Add the project (or copy the desired file) into your solution and reference it from your application. Example using the metered cache with DI:

builder.Services.AddMemoryCache();
builder.Services.AddNamedMeteredMemoryCache("user-cache");

Recommended Alternatives for Single-Flight (Cache Stampede Protection)

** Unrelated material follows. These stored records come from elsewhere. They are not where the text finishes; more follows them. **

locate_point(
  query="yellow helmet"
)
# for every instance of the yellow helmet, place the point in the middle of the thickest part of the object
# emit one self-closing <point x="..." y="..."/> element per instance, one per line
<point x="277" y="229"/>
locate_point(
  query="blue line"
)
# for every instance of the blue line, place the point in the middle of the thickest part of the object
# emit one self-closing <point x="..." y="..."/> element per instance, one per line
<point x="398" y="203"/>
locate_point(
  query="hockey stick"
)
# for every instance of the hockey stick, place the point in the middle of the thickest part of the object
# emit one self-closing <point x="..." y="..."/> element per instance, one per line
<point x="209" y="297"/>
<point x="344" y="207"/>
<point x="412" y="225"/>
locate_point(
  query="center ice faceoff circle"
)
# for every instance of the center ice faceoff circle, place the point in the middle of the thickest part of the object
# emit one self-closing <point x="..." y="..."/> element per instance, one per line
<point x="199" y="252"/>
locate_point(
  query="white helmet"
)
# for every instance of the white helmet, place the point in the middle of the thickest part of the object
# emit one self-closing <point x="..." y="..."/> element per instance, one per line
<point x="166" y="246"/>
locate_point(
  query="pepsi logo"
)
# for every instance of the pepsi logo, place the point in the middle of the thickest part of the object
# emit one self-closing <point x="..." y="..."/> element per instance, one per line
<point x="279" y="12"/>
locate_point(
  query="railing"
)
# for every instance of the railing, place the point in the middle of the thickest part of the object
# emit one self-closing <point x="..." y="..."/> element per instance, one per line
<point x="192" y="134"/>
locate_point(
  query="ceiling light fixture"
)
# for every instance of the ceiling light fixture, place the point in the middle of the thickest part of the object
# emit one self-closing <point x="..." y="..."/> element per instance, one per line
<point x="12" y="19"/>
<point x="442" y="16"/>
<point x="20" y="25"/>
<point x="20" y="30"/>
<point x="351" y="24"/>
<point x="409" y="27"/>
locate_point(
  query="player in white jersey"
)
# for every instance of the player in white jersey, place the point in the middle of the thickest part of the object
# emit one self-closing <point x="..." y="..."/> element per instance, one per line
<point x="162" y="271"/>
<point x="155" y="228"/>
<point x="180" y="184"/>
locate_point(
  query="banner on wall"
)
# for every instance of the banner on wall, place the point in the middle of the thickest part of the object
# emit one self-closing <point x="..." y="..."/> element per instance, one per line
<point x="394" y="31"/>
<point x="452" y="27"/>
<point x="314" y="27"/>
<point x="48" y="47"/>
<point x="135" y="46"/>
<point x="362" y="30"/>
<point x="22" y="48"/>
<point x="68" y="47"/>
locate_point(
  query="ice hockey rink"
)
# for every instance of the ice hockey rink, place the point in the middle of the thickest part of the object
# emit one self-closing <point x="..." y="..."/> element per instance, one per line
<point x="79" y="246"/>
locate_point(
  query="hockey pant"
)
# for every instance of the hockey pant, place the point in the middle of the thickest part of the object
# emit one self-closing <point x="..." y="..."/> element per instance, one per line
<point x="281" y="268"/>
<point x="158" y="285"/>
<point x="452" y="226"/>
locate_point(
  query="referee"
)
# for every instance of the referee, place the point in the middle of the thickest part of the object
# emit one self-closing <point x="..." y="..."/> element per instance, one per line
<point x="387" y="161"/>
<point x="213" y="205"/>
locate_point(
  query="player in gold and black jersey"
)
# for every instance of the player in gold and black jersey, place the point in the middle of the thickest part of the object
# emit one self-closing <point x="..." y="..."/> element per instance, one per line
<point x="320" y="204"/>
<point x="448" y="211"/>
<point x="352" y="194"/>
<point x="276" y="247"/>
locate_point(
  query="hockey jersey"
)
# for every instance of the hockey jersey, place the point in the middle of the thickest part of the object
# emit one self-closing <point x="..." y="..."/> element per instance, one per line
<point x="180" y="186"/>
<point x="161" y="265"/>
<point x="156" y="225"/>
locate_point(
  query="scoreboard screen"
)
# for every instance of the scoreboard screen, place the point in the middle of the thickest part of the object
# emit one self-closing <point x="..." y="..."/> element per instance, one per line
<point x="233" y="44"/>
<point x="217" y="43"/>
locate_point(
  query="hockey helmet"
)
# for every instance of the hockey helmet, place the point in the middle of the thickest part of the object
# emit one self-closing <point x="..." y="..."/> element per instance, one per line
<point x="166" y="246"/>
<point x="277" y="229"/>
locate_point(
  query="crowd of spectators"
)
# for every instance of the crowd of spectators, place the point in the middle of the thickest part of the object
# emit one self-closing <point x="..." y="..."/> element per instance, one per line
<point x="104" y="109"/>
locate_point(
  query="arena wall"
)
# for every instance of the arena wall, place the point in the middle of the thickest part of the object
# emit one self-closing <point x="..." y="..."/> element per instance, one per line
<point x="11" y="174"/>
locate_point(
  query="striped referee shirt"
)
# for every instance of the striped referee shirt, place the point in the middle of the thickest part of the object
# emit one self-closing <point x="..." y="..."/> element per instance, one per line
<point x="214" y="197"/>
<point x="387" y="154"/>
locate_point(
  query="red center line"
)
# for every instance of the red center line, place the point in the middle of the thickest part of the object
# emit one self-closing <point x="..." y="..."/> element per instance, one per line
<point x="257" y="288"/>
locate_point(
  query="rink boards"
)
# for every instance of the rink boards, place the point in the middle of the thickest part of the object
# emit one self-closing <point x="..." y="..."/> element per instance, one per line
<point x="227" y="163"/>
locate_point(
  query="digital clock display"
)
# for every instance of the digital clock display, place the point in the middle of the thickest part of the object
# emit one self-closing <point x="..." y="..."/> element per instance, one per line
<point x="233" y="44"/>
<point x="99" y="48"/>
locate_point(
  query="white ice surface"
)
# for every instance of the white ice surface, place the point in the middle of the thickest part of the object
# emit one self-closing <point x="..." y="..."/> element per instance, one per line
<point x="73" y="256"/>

For single-flight scenarios, we recommend using these mature, production-ready solutions instead of implementing your own:

Microsoft HybridCache (.NET 9+)

• First-party solution from Microsoft with built-in cache stampede protection
• L1 + L2 cache support (in-memory + distributed)
• Cache invalidation with tags for bulk operations
• Simple API - reduces complex cache-aside patterns to a single line
• Performance optimizations including support for IBufferDistributedCache
• Secure by default with authentication and data handling

// Simple usage with HybridCache
public class SomeService(HybridCache cache)
{
    public async Task<SomeInformation> GetSomeInformationAsync(string name, int id, CancellationToken token = default)
    {
        return await cache.GetOrCreateAsync(
            $"someinfo:{name}:{id}",
            async cancel => await SomeExpensiveOperationAsync(name, id, cancel),
            token: token
        );
    }
}

FusionCache (All .NET Versions)

• Mature OSS library with comprehensive single-flight support
• Request coalescing - only one factory runs per key concurrently
• Rich feature set: soft/hard timeouts, fail-safe, eager refresh, backplane
• Excellent documentation and active maintenance
• Supports older .NET versions down to .NET Framework 4.7.2

// Simple usage with FusionCache
public class SomeService(FusionCache cache)
{
    public async Task<SomeInformation> GetSomeInformationAsync(string name, int id, CancellationToken token = default)
    {
        return await cache.GetOrSetAsync(
            $"someinfo:{name}:{id}",
            async cancel => await SomeExpensiveOperationAsync(name, id, cancel),
            TimeSpan.FromMinutes(5),
            token
        );
    }
}

When to Choose Which

• Greenfield or .NET 9+: Use HybridCache - first-party, GA, built-in stampede protection
• Need richer features or .NET < 9: Use FusionCache - comprehensive feature set, excellent documentation

Recording metrics with MeteredMemoryCache:

var meter = new Meter("app.cache");
var metered = new MeteredMemoryCache(new MemoryCache(new MemoryCacheOptions()), meter);

metered.Set("answer", 42);
if (metered.TryGet<int>("answer", out var v)) { /* use v */ }

For high-performance scenarios, use OptimizedMeteredMemoryCache with atomic operations:

var meter = new Meter("app.cache");
var optimized = new OptimizedMeteredMemoryCache(
    new MemoryCache(new MemoryCacheOptions()),
    meter,
    cacheName: "user-cache");

// Get real-time statistics
var stats = optimized.GetCurrentStatistics();
Console.WriteLine($"Hit ratio: {stats.HitRatio:F2}%");

// Periodic metric publishing (call from background service)
optimized.PublishMetrics();

Counters exposed:

• cache_hits_total
• cache_misses_total
• cache_evictions_total (tag: reason = Expired|TokenExpired|Capacity|Removed|Replaced|...)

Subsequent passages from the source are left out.